Voglio sentire queste storie. Puoi chiedere ai tuoi lettori di mandare delle storie che diano a noi donne speranza sul fatto che gli uomini che dicono di essere dalla nostra parte capiscano e prendano posizione fortemente anche nelle loro vite di tutti i giorni? 
One Sad Woman

Risposta

Le #YesAllWomen e i #NotAllMen non erano in concorrenza, ma delle campagne twitter complementari, OSW. 
Dopo che Elliot Rodger decise di assassinare la donna che lo aveva respinto – si è sentito autorizzato a farlo stando al suo “manifesto” misogino e folle – milioni di donne cominciarono a twittare di sessismo, violenza sessuale e misoginia che avevano provato sulla propria pelle nella vita quotidiana, sotto l’hashtag #YesAllWomen. Quando alcuni uomini – ma non tutti (mi spiace) – cominciarono a rispondere a quei tweet con delle variazioni di “Non siamo tutti così!” nacque l’hashtag #NotAllMen, OSW, ed era una critica. Come però scrisse Phil Plait su Slate: “Perché non è d’aiuto dire che ‘non tutti gli uomini sono così’? Per molte ragioni.

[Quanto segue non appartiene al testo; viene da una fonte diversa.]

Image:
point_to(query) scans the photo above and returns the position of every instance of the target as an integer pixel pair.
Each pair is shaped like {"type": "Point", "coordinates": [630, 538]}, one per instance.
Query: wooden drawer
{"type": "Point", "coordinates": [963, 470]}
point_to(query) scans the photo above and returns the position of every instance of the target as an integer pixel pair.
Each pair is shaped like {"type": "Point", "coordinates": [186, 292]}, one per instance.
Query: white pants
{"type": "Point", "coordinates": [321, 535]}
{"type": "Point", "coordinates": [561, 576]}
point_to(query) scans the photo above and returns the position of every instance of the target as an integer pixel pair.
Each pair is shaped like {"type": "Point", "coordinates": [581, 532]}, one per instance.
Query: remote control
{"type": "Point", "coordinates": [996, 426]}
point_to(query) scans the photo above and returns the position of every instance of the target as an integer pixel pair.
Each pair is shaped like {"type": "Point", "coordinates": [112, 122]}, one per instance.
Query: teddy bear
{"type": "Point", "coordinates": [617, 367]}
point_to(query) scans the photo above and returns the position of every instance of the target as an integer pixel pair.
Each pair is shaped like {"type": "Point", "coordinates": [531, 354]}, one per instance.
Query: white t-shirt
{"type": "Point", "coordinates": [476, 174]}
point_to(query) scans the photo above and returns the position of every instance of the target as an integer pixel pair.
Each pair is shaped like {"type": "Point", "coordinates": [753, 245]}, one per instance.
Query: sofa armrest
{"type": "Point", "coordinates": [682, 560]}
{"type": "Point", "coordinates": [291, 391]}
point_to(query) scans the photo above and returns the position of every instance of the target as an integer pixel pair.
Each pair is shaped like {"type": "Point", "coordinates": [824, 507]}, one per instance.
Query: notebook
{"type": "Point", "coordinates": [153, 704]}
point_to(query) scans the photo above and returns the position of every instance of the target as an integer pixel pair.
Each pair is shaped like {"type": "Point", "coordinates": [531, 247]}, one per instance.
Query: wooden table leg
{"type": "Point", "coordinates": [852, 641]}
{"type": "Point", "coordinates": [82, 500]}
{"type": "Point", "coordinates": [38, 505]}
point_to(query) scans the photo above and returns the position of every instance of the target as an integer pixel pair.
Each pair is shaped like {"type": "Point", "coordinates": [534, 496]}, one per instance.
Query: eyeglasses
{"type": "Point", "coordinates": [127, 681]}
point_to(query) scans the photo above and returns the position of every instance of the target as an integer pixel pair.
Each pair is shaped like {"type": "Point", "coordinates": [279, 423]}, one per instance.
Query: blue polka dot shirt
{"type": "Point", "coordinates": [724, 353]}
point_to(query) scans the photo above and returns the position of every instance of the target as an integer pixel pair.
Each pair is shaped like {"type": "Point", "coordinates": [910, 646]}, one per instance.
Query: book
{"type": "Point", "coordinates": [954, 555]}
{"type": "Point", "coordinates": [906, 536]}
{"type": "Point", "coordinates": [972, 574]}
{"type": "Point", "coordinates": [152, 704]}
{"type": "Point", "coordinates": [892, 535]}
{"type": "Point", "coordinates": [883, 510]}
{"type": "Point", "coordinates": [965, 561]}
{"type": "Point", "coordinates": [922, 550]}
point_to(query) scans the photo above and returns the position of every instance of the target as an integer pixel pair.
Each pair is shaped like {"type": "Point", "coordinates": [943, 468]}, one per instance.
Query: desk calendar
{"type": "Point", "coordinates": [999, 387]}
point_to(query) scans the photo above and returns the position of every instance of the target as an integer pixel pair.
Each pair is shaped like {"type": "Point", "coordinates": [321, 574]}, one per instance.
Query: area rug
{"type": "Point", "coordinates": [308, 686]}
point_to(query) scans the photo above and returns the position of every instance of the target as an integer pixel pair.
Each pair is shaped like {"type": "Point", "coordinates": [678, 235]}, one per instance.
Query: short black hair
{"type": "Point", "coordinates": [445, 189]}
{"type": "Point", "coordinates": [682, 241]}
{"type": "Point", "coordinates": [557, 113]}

Una: le donne lo sanno. Sanno già che non tutti gli uomini sono stupratori, assassini o violenti. Non c’è bisogno di dirglielo…Invece di andare sulla difensiva e distrarre l’attenzione dall’argomento (misoginia, sessismo, violenza), provate a stare tranquilli e ad ascoltare concretamente cosa stanno dicendo le migliaia di donne che ne stanno discutendo.”
Dunque sono un po’ esitante ad invitare gli uomini a condividere le proprie storie “non siamo tutti così”, OSW, perché sono d’accordo con Plait: forse gli uomini farebbero bene a starsene zitti e ascoltare. E poi c’è anche questo: è assolutamente possibile che un uomo faccia la cosa giusta in un’occasione – concludere un’amicizia con un amico che ha fatto qualcosa di brutto ad un’amica – e che poi poco dopo cambi completamente atteggiamento e faccia lui stesso qualche stronzata. 
Gli uomini non dovrebbero venir incoraggiati a pensare che una singola azione nobile li liberi – ci liberi tutti – dalla nostra responsabilità collettiva in quanto uomini nel combattere il sessismo e la misoginia (una breve nota per tutti gli amici ricchioni: cosa significa per noi combattere la misoginia e il sessimo? Bè, gli omofobi ci odiano perché ci percepiscono come se fossimo donne – siamo effeminati, succhiacazzi, penetrati. L’omofobia è la sorellina della misoginia, e un mondo meno misogino sarà anche un mondo meno omofobo. 
Se dunque volete combattere il sessismo e la misoginia per l’amore delle vostre mamme, sorelle, zie e amiche – e c’è qualcosa che non va in voi se non lo volete fare per loro – allora fatelo anche voi ragazzi.)
Mi sto occupando della tua lettera però, OSW, e invito volentieri le donne – prendetevi questa maschietti! – ad entrare nello spazio dedicato ai commenti per pubblicare e condividere le proprie storie sugli uomini che hanno fatto la cosa giusta. 
Questo non significa però che gli uomini debbano sentirsi esonerati dalla propria responsabilità nel combattere il sessismo e la misoginia, o che debbano minimizzare il problema perché “non tutti gli uomini sono così”, ma piuttosto dare agli uomini che leggono degli esempi concreti di che cosa significhi per un uomo combattere il sessismo e la misoginia.